Hello! I've been working on some procedural low-poly terrain generation in my spare time. I generate a plane with random bumpy edges using an ArrayMesh, then extrude its vertices downward for some cliffs and upward for some grass along the edges. It's going pretty well!

When it's just one land mass, it looks perfect. However, if I generate a few landmasses and overlap them, there's one thing that bugs me: the grass along the edges extends just a little farther than I'd like.

This is because I'm just plopping each new land on top of the others. Grassy edges are generated last, so my current method is to check if each vertex is within the area of another land and then skip drawing the tris if it is. Of course, the problem with this is that each grass vertex isn't going to have its start and end points line up perfectly with the edge of another landmass, so the last grass it draws overshoots the corner.

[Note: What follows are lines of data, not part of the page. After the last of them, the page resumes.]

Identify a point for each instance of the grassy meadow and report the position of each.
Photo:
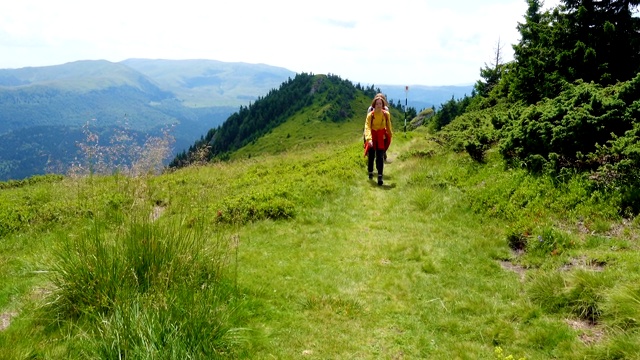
(295, 254)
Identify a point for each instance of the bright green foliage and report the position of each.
(587, 128)
(582, 40)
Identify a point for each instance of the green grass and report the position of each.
(298, 255)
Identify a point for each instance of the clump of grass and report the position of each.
(621, 309)
(151, 290)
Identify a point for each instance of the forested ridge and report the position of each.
(332, 93)
(568, 105)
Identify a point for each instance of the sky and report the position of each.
(400, 42)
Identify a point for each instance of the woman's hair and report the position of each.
(381, 97)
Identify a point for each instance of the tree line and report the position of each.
(569, 102)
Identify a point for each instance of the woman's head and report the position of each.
(379, 99)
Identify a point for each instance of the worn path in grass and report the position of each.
(401, 271)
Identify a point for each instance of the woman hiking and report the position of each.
(377, 133)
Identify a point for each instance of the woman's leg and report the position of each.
(371, 155)
(380, 164)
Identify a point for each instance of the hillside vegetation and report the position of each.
(43, 109)
(507, 226)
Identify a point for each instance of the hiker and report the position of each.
(378, 133)
(386, 108)
(384, 98)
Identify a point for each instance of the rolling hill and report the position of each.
(43, 109)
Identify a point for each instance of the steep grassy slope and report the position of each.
(326, 264)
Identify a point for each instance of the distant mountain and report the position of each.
(43, 109)
(421, 97)
(144, 96)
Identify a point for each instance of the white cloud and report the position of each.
(427, 42)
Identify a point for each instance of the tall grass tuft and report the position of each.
(152, 290)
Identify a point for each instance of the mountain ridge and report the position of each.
(144, 96)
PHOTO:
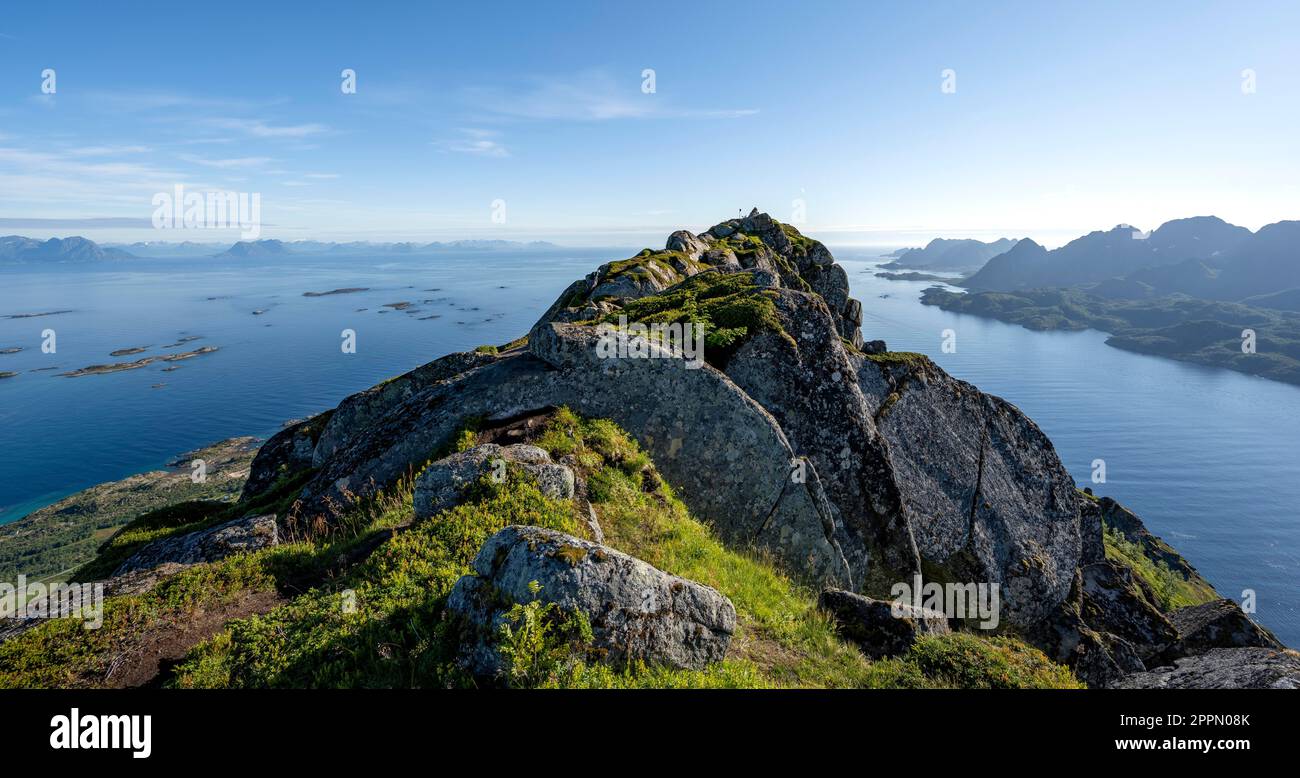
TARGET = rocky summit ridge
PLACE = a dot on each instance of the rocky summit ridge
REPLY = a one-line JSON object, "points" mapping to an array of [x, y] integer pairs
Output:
{"points": [[800, 440]]}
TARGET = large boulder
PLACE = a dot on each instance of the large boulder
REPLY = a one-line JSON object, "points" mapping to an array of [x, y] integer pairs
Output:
{"points": [[247, 534], [1223, 668], [443, 482], [804, 377], [724, 453], [637, 613], [1220, 623], [984, 489], [285, 454], [878, 627], [1118, 603]]}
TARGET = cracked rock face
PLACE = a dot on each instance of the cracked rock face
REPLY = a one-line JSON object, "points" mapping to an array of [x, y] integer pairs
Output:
{"points": [[637, 613], [984, 491], [875, 627], [856, 471], [441, 484]]}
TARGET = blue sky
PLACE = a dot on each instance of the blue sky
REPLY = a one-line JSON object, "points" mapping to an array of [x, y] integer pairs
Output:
{"points": [[1064, 119]]}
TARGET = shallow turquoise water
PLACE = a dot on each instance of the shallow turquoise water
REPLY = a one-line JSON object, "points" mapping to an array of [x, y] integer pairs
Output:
{"points": [[1209, 458]]}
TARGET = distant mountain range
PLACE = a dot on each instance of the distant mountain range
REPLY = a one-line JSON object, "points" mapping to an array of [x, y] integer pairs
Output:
{"points": [[945, 254], [18, 250], [77, 250], [1203, 256]]}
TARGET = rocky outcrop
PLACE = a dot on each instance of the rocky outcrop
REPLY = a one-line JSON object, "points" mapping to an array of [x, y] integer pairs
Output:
{"points": [[854, 466], [442, 483], [1220, 623], [206, 545], [986, 493], [878, 627], [636, 612], [1117, 517], [1118, 603], [1223, 668], [287, 452]]}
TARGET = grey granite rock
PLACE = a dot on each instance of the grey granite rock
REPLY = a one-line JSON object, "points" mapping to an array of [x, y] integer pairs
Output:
{"points": [[442, 483], [637, 613], [247, 534], [1223, 668], [880, 629], [1220, 623]]}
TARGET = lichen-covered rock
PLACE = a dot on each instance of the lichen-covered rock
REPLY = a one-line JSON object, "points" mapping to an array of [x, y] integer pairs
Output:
{"points": [[206, 545], [1118, 603], [878, 627], [360, 411], [1096, 657], [1220, 623], [805, 380], [284, 454], [441, 485], [726, 456], [637, 613], [1091, 532], [1223, 668], [984, 489]]}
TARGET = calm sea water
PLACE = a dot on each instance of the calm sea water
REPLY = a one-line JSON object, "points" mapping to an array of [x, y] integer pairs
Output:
{"points": [[1209, 458]]}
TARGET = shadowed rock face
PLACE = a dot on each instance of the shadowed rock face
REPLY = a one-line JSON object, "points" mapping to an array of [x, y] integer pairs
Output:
{"points": [[1220, 623], [856, 469], [853, 471], [637, 613], [441, 485], [874, 626], [1223, 668], [206, 545]]}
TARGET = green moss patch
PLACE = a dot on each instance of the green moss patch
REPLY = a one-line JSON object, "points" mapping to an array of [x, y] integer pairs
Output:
{"points": [[729, 308]]}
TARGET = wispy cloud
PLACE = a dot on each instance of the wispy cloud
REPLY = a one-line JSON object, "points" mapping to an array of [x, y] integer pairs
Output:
{"points": [[104, 150], [261, 129], [475, 141], [226, 163], [593, 95]]}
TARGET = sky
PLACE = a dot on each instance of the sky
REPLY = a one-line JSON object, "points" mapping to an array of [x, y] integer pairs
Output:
{"points": [[862, 122]]}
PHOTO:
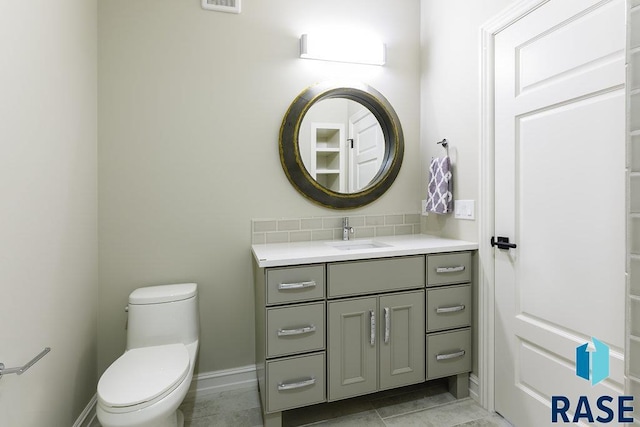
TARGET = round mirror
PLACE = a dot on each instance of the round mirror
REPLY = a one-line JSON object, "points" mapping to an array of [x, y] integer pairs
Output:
{"points": [[341, 145]]}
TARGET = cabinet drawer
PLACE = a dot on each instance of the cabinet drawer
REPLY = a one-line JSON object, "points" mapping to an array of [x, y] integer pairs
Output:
{"points": [[296, 381], [448, 307], [295, 329], [295, 284], [448, 268], [448, 353], [362, 277]]}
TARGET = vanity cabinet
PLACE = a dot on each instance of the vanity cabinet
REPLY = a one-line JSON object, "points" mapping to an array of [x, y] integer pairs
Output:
{"points": [[375, 343], [448, 319], [339, 329]]}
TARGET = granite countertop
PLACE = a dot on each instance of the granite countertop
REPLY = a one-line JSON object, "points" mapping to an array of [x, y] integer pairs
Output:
{"points": [[282, 254]]}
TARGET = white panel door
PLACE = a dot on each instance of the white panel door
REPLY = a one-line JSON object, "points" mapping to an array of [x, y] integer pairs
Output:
{"points": [[560, 196], [367, 151]]}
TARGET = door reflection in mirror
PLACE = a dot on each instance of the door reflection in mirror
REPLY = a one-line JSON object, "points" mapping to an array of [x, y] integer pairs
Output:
{"points": [[341, 144]]}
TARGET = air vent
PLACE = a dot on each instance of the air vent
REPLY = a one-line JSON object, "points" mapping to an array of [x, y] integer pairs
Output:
{"points": [[231, 6]]}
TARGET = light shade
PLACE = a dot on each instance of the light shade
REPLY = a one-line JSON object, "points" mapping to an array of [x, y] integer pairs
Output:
{"points": [[352, 48]]}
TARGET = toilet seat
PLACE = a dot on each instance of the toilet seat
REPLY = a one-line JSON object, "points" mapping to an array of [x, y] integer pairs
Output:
{"points": [[142, 376]]}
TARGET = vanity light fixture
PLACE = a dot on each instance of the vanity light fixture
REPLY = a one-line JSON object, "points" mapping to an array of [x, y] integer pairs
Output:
{"points": [[231, 6], [353, 48]]}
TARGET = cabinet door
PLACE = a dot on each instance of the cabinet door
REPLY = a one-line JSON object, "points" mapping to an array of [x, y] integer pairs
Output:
{"points": [[352, 347], [401, 339]]}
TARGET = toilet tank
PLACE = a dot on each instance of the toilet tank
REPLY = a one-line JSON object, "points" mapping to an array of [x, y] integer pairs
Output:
{"points": [[165, 314]]}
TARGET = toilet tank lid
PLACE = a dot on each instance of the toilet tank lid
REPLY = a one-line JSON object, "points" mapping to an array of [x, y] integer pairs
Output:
{"points": [[163, 293]]}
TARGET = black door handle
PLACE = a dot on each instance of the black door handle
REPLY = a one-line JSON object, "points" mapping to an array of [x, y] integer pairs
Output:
{"points": [[502, 243]]}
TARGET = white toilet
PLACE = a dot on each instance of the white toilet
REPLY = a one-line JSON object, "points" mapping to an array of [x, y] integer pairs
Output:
{"points": [[145, 386]]}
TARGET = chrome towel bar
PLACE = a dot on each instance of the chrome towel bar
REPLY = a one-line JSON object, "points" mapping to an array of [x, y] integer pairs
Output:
{"points": [[21, 370]]}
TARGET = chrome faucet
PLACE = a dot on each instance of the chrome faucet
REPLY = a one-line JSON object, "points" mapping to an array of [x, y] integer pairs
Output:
{"points": [[346, 230]]}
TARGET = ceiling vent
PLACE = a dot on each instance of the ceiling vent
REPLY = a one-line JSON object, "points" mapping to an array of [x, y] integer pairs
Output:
{"points": [[231, 6]]}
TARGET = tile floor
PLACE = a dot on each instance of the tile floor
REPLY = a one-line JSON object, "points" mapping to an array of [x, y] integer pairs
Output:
{"points": [[427, 405]]}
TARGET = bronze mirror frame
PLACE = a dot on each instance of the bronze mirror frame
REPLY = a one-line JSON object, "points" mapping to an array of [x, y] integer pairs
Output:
{"points": [[290, 151]]}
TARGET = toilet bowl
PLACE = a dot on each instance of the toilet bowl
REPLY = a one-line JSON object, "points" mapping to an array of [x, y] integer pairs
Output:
{"points": [[145, 386]]}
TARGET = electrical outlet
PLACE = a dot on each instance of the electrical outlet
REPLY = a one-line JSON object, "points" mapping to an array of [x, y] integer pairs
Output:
{"points": [[464, 209]]}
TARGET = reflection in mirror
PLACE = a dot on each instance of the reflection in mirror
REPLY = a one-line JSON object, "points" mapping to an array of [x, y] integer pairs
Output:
{"points": [[341, 144], [315, 144]]}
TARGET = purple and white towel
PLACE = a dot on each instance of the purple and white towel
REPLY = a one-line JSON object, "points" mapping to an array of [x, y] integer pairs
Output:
{"points": [[440, 189]]}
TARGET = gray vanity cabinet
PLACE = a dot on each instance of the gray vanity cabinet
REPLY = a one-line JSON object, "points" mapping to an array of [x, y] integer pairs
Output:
{"points": [[334, 330], [375, 343]]}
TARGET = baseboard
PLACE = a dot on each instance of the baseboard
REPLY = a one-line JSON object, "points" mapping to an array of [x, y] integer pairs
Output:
{"points": [[474, 387], [202, 384], [227, 379], [88, 415]]}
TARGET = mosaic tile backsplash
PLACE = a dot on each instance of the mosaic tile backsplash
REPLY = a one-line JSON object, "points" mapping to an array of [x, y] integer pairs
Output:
{"points": [[287, 230]]}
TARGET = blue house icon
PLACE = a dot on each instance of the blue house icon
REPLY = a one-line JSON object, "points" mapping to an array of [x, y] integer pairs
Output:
{"points": [[593, 365]]}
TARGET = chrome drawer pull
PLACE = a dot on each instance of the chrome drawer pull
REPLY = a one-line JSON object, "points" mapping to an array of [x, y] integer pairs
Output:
{"points": [[441, 310], [450, 355], [298, 285], [372, 322], [386, 325], [299, 331], [450, 269], [297, 384]]}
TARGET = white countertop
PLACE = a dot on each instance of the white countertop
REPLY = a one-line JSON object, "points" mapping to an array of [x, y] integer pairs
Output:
{"points": [[281, 254]]}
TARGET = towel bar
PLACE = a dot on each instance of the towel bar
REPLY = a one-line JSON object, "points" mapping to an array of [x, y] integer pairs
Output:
{"points": [[22, 369]]}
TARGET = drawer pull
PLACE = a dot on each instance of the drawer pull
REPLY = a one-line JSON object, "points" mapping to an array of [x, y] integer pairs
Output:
{"points": [[386, 325], [450, 269], [453, 309], [450, 355], [298, 285], [296, 384], [298, 331], [372, 322]]}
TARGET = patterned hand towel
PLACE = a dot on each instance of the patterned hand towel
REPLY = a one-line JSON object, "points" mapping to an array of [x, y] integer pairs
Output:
{"points": [[440, 189]]}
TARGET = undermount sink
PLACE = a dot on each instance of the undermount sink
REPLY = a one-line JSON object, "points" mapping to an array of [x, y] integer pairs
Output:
{"points": [[350, 245]]}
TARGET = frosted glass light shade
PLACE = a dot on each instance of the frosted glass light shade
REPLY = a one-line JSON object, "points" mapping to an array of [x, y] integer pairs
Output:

There are two solutions I could see to this problem, but I'm not sure if either is possible.
Question 1: Is it possible to merge two array meshes together via GDScript? If I didn't have the edges of each landmass passing through each other, I could skip having to check positions entirely and just extrude the edges upwards. I'm pretty new to 3D so I'm not entirely sure of the validity/logistics of this.
Question 2: Is it possible to subtract from the edge mesh? I've seen videos on CSG Boxes and Meshes being able to subtract from one another, but I'm not sure about a) more complex shapes, or b) its ability to work with procedural Array Meshes. I tried applying my code to a CSG Mesh, but it just closed Godot.
Any info on either approach, or some other solution I didn't think of, is greatly appreciated. If you need me to go into more detail on anything, let me know!